A book examining the South Bronx fires that displaced thousands of families in the 1970s and reshaped the Bronx has been named a finalist for the annual Gotham Book Prize, a $50,000 award recognizing outstanding fiction and non-fiction books about New York City.
Bench Ansfield’s “Born in Flames: The Business of Arson and the Remaking of the American City” challenges the longstanding narrative that blamed residents for the wave of arson that ravaged the South Bronx in the 1970s.
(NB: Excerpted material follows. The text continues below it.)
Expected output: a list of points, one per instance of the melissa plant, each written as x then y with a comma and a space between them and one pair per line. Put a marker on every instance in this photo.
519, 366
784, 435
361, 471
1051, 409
Instead, Ansfield documents how landlords hired “torches,” often Black and Brown youth, to burn buildings for insurance payouts and also highlights tenant-led movements that pressured insurers and government agencies to act against arsonist landlords.
The book details how the FIRE industry — finance, insurance, and real estate — ignited the policies that made destruction more profitable than preservation.
In the wake of the 1960s uprisings and deepening urban disinvestment, insurers refused to cover areas deemed high-risk, prompting the federal government to create the Fair Access to Insurance Requirement, a state-administered insurance, underwritten by private insurers. The program’s lack of adequate oversight, Ansfield argues, incentivized landlords to burn buildings and collect payouts rather than maintain deteriorating properties.
Ansfield is an Assistant Professor of History at Temple University and a historian of racial capitalism, the carceral state and twentieth century U.S. cities. The book draws on decades of research on the Bronx, including Ansfield’s work as a researcher on the 2019 PBS documentary “Decade of Fire”, directed by Vivian Vázquez Irizarry and Gretchen Hildenbrand.
The book has also been named by The New York Times as one of its 100 Notable Books of 2025, named one of Kirkus Reviews’ 100 Best Nonfiction Books of the Year, and selected as a finalist for the NAACP Image Award for Outstanding Literary Work — Nonfiction.
The Gotham Book Prize was co-founded in 2020 by Bradley Tusk, venture capitalist and political strategist and Howard Wolfson, former New York City deputy mayor to former Mayor Michael Bloomberg and current Education program lead at Bloomberg Philanthropies.
“Now that we’re in year six of the Gotham Book Prize, it’s clearer than ever that our city is an object of fascination and the ideal setting for countless books, both fiction and nonfiction,” co-founders Tusk and Wolfson said.
The winner will be selected in late spring by a jury of New York-based civic leaders, authors, and academics.
The jury includes: Anna Akbari, writer, entrepreneur and sociologist; Ric Burns, documentary filmmaker; Dr. Christina Greer, Associate Professor of Political Science, Fordham University; Mitchell Moss, Professor, NYU Wagner; Tom Healy, writer, trustee of PEN America; Patricia Park, novelist; Pamela Paul, Wall Street Journal writer; and Tusk and Wolfson.
“All these books share New York’s defining contradiction: our city’s seduction and its brutality. Somehow, NYC takes everything from us and still convinces us it’s worth it,” said jury member and writer Tom Healy.